(147k) Machine Learning-Based Prediction of Thermal Conductivity in Metal-Organic Frameworks

Metal-Organic Frameworks (MOFs) have gained significant attention due to their unique properties and potential applications in gas storage, separation, and catalysis. However, managing the thermal energy generated during the exothermic adsorption process remains a challenge, limiting the practical utilization of MOFs. My research interest lies in unraveling the intricate structure-thermal conductivity relationships in MOFs and exploring strategies to control and tailor their thermal transport properties for specific applications.

To achieve this goal, I am interested in employing a multidisciplinary approach that combines computational simulations, high-throughput screening, machine learning, and deep learning techniques. Classical molecular dynamics simulations allow for a detailed investigation of the thermal transport properties of MOFs by studying the behavior of phonons, the heat-carrying vibrations. By understanding the mechanisms that govern thermal conductivity in MOFs, we can identify key structural characteristics, such as pore size, density, surface area, and metal node connectivity, that influence thermal transport.

Additionally, high-throughput screening of a diverse range of hypothetical MOFs using computational methods provides insights into the relationship between structure and thermal conductivity. By exploring a vast design space of MOFs, considering important compositional and structural features, we can identify MOF structures with enhanced thermal conductivity and uncover the underlying design principles.

Furthermore, the application of machine learning techniques, such as graph convolutional neural networks, can accelerate the discovery and design process by predicting the thermal conductivity of MOFs. This approach enables us to explore a wider range of MOF structures and compositions, reducing the reliance on computationally expensive simulations.

In addition to understanding the impact of structure on thermal conductivity, I am also interested in investigating the role of defects in MOFs. By studying the influence of defects, such as missing linker and missing cluster defects, on thermal transport, we can uncover strategies to enhance or suppress thermal conductivity in MOFs. This knowledge will enable us to engineer MOF materials with tailored thermal properties for specific applications.
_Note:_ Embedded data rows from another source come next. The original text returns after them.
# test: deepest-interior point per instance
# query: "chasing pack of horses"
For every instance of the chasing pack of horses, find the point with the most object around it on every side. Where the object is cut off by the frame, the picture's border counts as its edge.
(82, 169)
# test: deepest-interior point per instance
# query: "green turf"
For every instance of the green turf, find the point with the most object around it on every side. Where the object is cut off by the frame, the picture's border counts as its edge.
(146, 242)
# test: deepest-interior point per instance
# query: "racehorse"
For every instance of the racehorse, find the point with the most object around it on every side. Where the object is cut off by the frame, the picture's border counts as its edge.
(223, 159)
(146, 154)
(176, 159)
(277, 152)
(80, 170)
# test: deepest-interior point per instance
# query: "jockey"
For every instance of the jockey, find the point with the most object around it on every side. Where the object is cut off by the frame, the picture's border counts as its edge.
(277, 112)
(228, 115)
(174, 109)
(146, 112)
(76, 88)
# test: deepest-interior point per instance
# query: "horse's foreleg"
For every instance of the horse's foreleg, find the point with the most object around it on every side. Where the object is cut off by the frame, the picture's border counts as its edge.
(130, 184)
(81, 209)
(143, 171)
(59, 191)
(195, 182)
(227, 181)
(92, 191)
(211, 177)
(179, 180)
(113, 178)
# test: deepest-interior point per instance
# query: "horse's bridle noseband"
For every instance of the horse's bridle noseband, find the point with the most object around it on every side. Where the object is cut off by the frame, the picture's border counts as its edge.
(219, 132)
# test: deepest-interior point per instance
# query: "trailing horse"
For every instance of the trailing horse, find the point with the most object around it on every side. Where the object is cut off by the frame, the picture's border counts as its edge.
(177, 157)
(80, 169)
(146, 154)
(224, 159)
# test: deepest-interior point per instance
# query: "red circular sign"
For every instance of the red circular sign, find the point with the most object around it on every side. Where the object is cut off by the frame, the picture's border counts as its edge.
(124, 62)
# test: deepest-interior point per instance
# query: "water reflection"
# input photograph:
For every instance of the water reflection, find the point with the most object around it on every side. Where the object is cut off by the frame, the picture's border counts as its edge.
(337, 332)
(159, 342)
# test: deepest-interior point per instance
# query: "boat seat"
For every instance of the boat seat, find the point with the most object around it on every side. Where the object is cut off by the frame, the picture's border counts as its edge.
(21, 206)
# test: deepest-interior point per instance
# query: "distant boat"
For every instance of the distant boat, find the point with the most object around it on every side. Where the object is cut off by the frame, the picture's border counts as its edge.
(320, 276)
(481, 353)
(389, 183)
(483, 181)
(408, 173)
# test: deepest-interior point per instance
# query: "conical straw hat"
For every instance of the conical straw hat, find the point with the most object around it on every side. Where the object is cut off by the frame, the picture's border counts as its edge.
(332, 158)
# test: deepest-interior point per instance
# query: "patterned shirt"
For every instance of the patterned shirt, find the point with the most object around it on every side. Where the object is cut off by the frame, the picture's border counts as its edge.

In summary, my research interest focuses on elucidating the structure-thermal conductivity relationships in MOFs and developing strategies to control and tailor their thermal transport properties. By combining computational simulations, high-throughput screening, and machine learning techniques, I aim to contribute to the fundamental understanding of MOFs' thermal behavior and pave the way for the design of MOFs with enhanced thermal properties for a wide range of applications.